Ku70 occupancy of estrogen-responsive gene promoters. (A) EMSAs with nuclear extracts from E2-treated (100 nM) MELN cells. Extracts were incubated with biotin-labeled double-stranded oligonucleotide probes containing ERE for 20 min. Antibodies for ERα, Ku70, and nonspecific (NS-AB) were incubated for 30 min. Competition reactions were performed with unlabeled competitor (comp.) at a 200-fold molar excess. (B) Cells were grown in phenol red–free medium supplemented with 10% charcoal-dextran–stripped FBS for 3 d. After treatment with 100 nM E2 for 1 h, cells were cross-linked with 1%formaldehyde and monitored by ChIP assays.
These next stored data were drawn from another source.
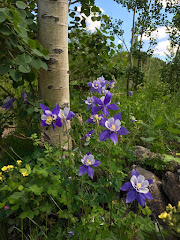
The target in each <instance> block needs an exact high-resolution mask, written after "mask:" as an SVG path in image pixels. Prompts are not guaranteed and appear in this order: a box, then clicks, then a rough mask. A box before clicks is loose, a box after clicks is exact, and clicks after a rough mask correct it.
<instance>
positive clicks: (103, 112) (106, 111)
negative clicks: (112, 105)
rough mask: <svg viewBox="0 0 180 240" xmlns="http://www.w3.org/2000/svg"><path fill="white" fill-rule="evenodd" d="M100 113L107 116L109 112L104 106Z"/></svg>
mask: <svg viewBox="0 0 180 240" xmlns="http://www.w3.org/2000/svg"><path fill="white" fill-rule="evenodd" d="M102 113H103V114H104V116H106V117H107V116H109V111H108V110H107V108H106V106H104V107H103V110H102Z"/></svg>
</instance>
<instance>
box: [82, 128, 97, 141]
mask: <svg viewBox="0 0 180 240" xmlns="http://www.w3.org/2000/svg"><path fill="white" fill-rule="evenodd" d="M94 132H95V130H91V131H89V132H88V133H87V134H86V135H85V136H84V137H83V138H81V140H83V139H85V138H86V140H90V138H91V135H92V134H93V133H94Z"/></svg>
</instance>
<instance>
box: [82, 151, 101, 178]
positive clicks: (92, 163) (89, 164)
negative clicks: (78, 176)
mask: <svg viewBox="0 0 180 240" xmlns="http://www.w3.org/2000/svg"><path fill="white" fill-rule="evenodd" d="M81 162H82V163H83V165H82V166H81V167H80V168H79V175H80V176H82V175H84V174H85V173H87V175H88V176H89V177H90V178H92V179H93V177H94V170H93V168H92V167H98V166H99V165H100V164H101V162H100V161H98V160H96V159H94V156H93V155H92V154H91V153H90V152H88V153H87V154H86V155H85V156H84V157H83V158H82V159H81ZM90 166H91V167H90Z"/></svg>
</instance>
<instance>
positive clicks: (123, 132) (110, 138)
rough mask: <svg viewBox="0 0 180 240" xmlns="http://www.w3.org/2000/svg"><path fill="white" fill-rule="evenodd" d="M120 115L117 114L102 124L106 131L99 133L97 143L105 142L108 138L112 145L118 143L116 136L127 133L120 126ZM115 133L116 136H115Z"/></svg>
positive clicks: (120, 115)
mask: <svg viewBox="0 0 180 240" xmlns="http://www.w3.org/2000/svg"><path fill="white" fill-rule="evenodd" d="M120 120H121V113H117V114H116V115H114V117H112V118H109V119H108V120H107V121H105V123H104V127H106V128H107V129H108V130H104V131H102V132H101V133H100V135H99V141H100V142H103V141H106V139H108V138H110V139H111V140H112V141H113V143H114V145H115V144H116V143H117V141H118V135H117V134H119V135H126V134H128V133H129V131H128V130H127V129H126V128H125V127H123V126H121V121H120ZM116 133H117V134H116Z"/></svg>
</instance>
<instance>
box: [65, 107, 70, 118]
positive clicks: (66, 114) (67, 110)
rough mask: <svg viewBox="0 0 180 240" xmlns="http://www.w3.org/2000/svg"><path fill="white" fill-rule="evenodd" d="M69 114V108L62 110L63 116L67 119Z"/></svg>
mask: <svg viewBox="0 0 180 240" xmlns="http://www.w3.org/2000/svg"><path fill="white" fill-rule="evenodd" d="M68 114H69V108H64V116H65V117H67V116H68Z"/></svg>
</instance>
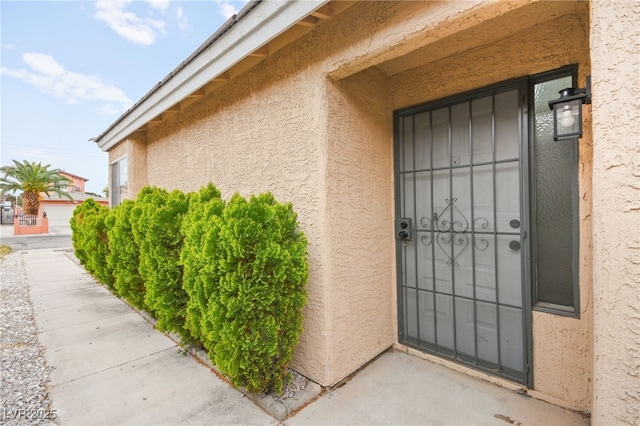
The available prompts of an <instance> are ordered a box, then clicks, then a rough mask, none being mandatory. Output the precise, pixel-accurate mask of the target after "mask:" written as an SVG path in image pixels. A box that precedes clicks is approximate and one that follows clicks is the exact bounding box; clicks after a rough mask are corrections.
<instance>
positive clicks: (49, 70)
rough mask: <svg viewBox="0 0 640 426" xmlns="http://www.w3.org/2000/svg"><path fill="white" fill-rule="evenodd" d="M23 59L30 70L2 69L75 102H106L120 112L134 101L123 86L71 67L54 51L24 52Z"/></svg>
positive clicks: (5, 67) (44, 92)
mask: <svg viewBox="0 0 640 426" xmlns="http://www.w3.org/2000/svg"><path fill="white" fill-rule="evenodd" d="M22 60H23V61H24V62H25V63H26V64H27V65H28V66H29V68H30V70H27V69H9V68H6V67H2V68H0V72H1V73H2V74H5V75H8V76H11V77H14V78H17V79H19V80H22V81H24V82H26V83H29V84H31V85H32V86H34V87H35V88H37V89H38V90H40V91H42V92H44V93H47V94H49V95H52V96H55V97H57V98H60V99H64V100H65V101H67V102H68V103H71V104H76V103H79V102H104V103H106V105H107V106H105V107H103V111H104V110H105V108H108V109H109V110H113V108H114V106H117V109H118V110H119V112H123V111H124V110H126V109H127V108H128V107H130V106H131V105H132V104H133V101H131V99H129V98H128V97H127V95H126V94H125V93H124V92H123V91H122V90H120V89H119V88H117V87H116V86H114V85H112V84H109V83H106V82H104V81H102V78H101V77H100V76H97V75H88V74H81V73H77V72H72V71H68V70H66V69H65V68H64V67H63V66H62V65H61V64H59V63H58V62H57V61H56V60H55V59H54V58H53V57H52V56H50V55H45V54H43V53H24V54H23V55H22Z"/></svg>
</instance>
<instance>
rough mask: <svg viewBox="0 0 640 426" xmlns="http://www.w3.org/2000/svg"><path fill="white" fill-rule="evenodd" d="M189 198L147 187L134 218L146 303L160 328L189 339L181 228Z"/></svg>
mask: <svg viewBox="0 0 640 426" xmlns="http://www.w3.org/2000/svg"><path fill="white" fill-rule="evenodd" d="M188 206H189V204H188V196H187V195H185V194H184V193H182V192H181V191H178V190H175V191H173V192H171V193H168V192H167V191H166V190H164V189H160V188H156V187H146V188H144V189H143V190H142V191H141V192H140V195H139V197H138V198H137V200H136V205H135V206H134V207H133V209H132V212H131V215H132V218H131V225H132V227H131V228H132V231H133V235H134V238H135V241H136V243H137V244H138V246H139V247H140V257H139V259H140V266H139V272H140V276H141V277H142V279H143V280H144V283H145V286H146V292H145V296H144V302H145V304H146V305H147V306H148V307H149V309H150V310H151V312H152V313H153V314H154V315H155V316H156V318H157V320H158V322H157V324H156V327H157V328H158V329H160V330H162V331H175V332H177V333H180V334H181V335H182V336H183V337H184V338H185V340H190V339H191V336H190V334H189V332H188V330H187V329H186V328H185V322H184V321H185V312H186V305H187V298H188V296H187V293H186V292H185V291H184V290H183V289H182V265H180V250H181V249H182V242H183V239H182V234H181V233H180V226H181V224H182V218H183V217H184V215H185V214H186V212H187V209H188Z"/></svg>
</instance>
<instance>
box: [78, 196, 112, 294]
mask: <svg viewBox="0 0 640 426" xmlns="http://www.w3.org/2000/svg"><path fill="white" fill-rule="evenodd" d="M110 214H111V210H110V209H109V208H108V207H105V206H103V205H101V204H98V203H96V202H95V201H94V200H93V199H92V198H89V199H87V200H85V201H84V202H83V203H82V204H80V205H79V206H78V207H76V209H75V210H74V211H73V216H72V217H71V221H70V224H71V231H72V236H71V241H72V243H73V248H74V251H75V254H76V257H77V258H78V259H79V260H80V263H81V264H82V265H84V267H85V268H86V269H87V271H88V272H89V273H90V274H91V275H93V276H94V277H95V278H96V279H97V280H98V281H100V282H101V283H102V284H104V285H106V286H107V287H108V288H109V289H110V290H111V291H113V292H114V293H116V294H117V292H116V291H115V287H114V282H115V279H114V277H113V271H112V269H111V267H110V266H109V264H108V263H107V256H108V255H109V238H108V235H107V225H106V221H107V218H108V216H109V215H110Z"/></svg>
Soluble chromatin from control and E2-treated MELN cells was immunoprecipitated with either anti-ERα, anti-Ku70, anti RNA-pol II, or a control IgG. The final DNA extractions were amplified by PCR with pairs of primers covering the indicated EREs (ERE) or control regions (CR) of the pS2 and cathepsin D promoters. (C) In ReChIP experiments, soluble chromatin from the indicated cells was immunoprecipitated with anti-Ku70. The immune complexes were eluted by incubation with 10 mM DTT for 30 min at 37°C. After centrifugation, the supernatant was diluted 30 times with ReChIP buffer followed by reprecipitation with anti-ERα and then detection of the indicated EREs or CRs in the pS2 promoter.